A edição de hoje do Correio da Manhã noticia que o Governo vai reduzir para mais de metade (até 150 euros anuais) o valor do suplemento especial de pensão, de forma a garantir a sua atribuição a todos os ex-combatentes.
"Não pretendemos que nos dêem míseros tostões como paga pelo que fizemos pela Pátria, até porque a maioria dos ex-combatentes não precisa de uma esmola que envergonha todos os combatentes", declarou Augusto Freitas à agência Lusa.
O responsável considerou ainda que um "verdadeiro reconhecimento" passaria pela redução da contagem de tempo para a aposentação, invocando a existência de estudos que provarão que quem esteve em cenários de guerra tem uma redução média de 17 anos de vida.

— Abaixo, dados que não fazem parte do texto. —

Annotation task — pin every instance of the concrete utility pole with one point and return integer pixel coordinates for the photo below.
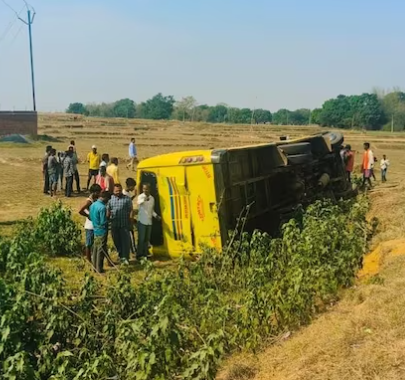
(30, 19)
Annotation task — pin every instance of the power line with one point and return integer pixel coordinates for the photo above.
(9, 6)
(16, 35)
(30, 19)
(10, 25)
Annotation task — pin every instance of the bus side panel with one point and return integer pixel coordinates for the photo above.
(203, 205)
(175, 207)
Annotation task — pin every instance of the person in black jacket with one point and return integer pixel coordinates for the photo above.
(45, 169)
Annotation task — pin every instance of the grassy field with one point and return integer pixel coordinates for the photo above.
(360, 338)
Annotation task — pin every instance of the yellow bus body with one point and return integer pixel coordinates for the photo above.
(186, 202)
(201, 194)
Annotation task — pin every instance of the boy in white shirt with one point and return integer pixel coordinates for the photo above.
(146, 213)
(384, 163)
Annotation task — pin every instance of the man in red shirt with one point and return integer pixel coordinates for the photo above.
(349, 161)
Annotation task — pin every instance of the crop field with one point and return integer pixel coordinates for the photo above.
(355, 333)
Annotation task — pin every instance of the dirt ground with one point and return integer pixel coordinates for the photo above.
(21, 190)
(362, 337)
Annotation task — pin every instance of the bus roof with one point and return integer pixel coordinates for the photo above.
(173, 159)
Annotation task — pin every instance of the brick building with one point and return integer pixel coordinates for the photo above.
(18, 122)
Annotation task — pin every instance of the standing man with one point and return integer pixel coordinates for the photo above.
(105, 159)
(95, 191)
(45, 169)
(146, 212)
(119, 210)
(133, 159)
(93, 158)
(349, 162)
(130, 191)
(367, 164)
(68, 170)
(384, 163)
(98, 216)
(75, 162)
(104, 180)
(112, 171)
(53, 172)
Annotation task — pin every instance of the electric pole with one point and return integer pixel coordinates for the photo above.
(30, 19)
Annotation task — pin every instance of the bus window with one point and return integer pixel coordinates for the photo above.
(157, 230)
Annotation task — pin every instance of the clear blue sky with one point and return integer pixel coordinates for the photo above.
(264, 53)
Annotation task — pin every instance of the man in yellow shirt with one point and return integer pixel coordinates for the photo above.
(112, 170)
(94, 159)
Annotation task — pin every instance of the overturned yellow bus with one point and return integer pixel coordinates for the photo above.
(202, 194)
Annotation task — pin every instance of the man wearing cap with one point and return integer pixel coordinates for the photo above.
(104, 180)
(93, 158)
(75, 162)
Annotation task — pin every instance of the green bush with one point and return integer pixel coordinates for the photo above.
(175, 324)
(56, 232)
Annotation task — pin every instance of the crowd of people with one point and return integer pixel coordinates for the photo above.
(369, 160)
(109, 205)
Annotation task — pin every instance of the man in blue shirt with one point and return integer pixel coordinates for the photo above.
(98, 216)
(133, 155)
(120, 212)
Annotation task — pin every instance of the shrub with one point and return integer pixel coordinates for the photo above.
(56, 232)
(176, 324)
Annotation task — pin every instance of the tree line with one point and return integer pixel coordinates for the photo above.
(373, 111)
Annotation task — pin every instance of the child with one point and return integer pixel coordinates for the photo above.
(384, 167)
(130, 191)
(95, 191)
(98, 215)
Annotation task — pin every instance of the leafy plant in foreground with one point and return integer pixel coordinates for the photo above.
(176, 324)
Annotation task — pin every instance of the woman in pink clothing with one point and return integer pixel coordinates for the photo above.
(367, 165)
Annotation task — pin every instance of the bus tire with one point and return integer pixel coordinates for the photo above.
(293, 149)
(300, 159)
(336, 139)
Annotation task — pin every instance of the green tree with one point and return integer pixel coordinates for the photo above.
(158, 108)
(315, 115)
(77, 108)
(300, 117)
(366, 111)
(239, 116)
(185, 109)
(282, 117)
(394, 109)
(201, 113)
(124, 108)
(336, 113)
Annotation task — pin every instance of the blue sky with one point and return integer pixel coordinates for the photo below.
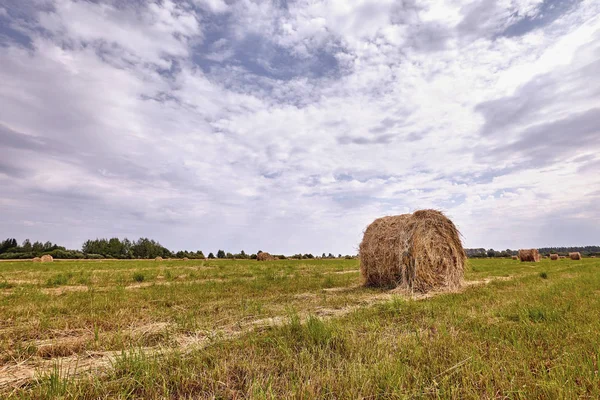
(289, 126)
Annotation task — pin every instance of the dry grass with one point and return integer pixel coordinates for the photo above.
(264, 256)
(420, 251)
(529, 255)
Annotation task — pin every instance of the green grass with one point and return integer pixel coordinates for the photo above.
(533, 336)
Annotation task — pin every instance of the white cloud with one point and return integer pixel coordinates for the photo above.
(214, 156)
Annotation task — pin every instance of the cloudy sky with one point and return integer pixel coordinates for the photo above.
(290, 125)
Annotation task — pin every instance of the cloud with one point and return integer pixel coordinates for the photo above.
(290, 126)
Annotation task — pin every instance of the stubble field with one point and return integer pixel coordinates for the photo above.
(295, 329)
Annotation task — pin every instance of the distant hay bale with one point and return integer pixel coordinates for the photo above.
(420, 251)
(529, 255)
(264, 256)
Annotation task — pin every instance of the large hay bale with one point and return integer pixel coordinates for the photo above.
(264, 256)
(529, 255)
(420, 251)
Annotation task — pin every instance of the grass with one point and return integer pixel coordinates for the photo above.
(520, 338)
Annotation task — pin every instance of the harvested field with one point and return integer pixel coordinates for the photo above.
(529, 255)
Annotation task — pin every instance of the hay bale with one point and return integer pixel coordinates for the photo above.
(529, 255)
(264, 256)
(420, 251)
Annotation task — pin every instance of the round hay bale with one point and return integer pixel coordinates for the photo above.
(529, 255)
(419, 251)
(264, 256)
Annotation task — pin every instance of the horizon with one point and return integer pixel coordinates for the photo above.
(291, 126)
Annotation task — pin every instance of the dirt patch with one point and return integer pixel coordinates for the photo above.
(346, 272)
(64, 289)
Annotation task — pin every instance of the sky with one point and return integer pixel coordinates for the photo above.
(289, 126)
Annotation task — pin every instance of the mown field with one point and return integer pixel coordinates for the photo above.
(295, 329)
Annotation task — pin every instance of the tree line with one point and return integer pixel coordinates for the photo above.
(563, 251)
(143, 248)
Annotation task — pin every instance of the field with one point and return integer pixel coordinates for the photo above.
(295, 329)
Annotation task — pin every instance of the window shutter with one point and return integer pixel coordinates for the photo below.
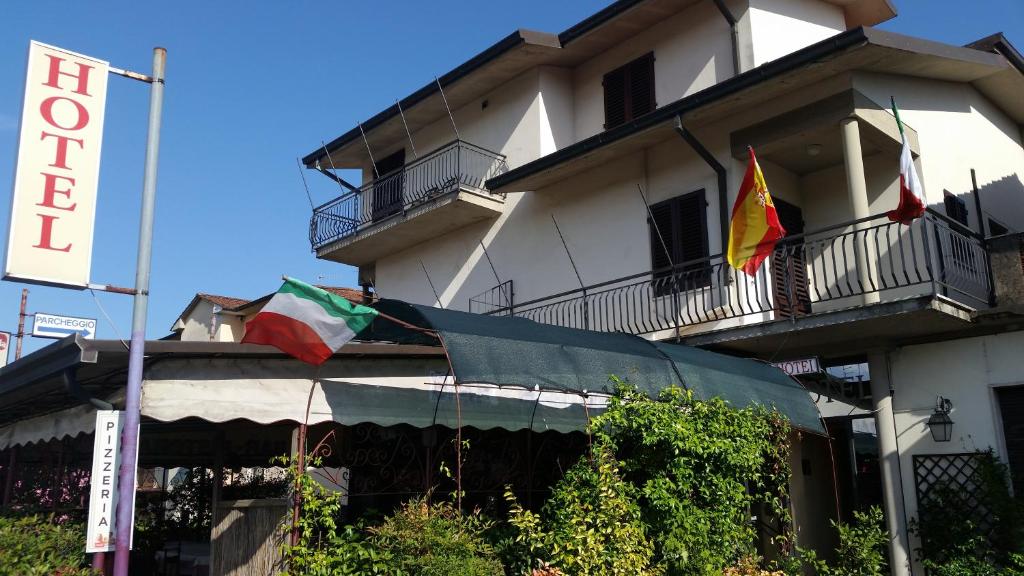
(692, 228)
(641, 86)
(955, 208)
(614, 97)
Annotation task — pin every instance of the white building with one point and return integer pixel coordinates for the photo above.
(585, 178)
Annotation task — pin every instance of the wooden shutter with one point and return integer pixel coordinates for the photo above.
(641, 79)
(683, 223)
(614, 97)
(629, 91)
(955, 208)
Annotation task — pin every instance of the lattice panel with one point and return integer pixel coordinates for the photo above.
(952, 481)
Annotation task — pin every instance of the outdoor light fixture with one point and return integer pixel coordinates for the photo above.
(939, 422)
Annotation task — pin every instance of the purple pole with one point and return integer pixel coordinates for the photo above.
(129, 438)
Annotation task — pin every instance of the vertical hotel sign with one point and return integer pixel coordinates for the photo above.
(57, 172)
(103, 482)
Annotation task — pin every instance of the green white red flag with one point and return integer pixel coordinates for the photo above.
(307, 322)
(911, 194)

Por seu lado, o porta-voz da Associação de Oficiais das Forças Armadas (AOFA), coronel Tasso de Figueiredo, considerou que "os valores da pensão não passam de um simbolismo", sublinhando antes a importância de ser criada "uma rede efectiva de cuidados de saúde para todos os ex-combatentes".
"Teoricamente essa rede está criada, mas na prática não, porque funciona apenas nos hospitais militares e nem todos estão pertos de um hospital militar. Os cuidados de saúde deviam ser estendidos de forma a dar apoio às vítimas do stress de guerra", defendeu o porta-voz da AOFA em declarações à Lusa.
"Acima de tudo interessa-nos que a lei dê aos ex-combatentes a consideração e respeito que devem merecer ao Estado português", concluiu.
De acordo com o Correio da Manhã, o ministro da Defesa, Severiano Teixeira, assegurou que o complemento especial de pensão será atribuído a todos os ex-combatentes (450 mil), ao contrário da decisão do anterior titular da pasta, Luís Amado, que pretendia restringir o suplementos a 20 mil antigos militares.
Desta forma, os ex-combatentes deverão receber por ano um complemento que pode chegar no máximo aos 150 euros.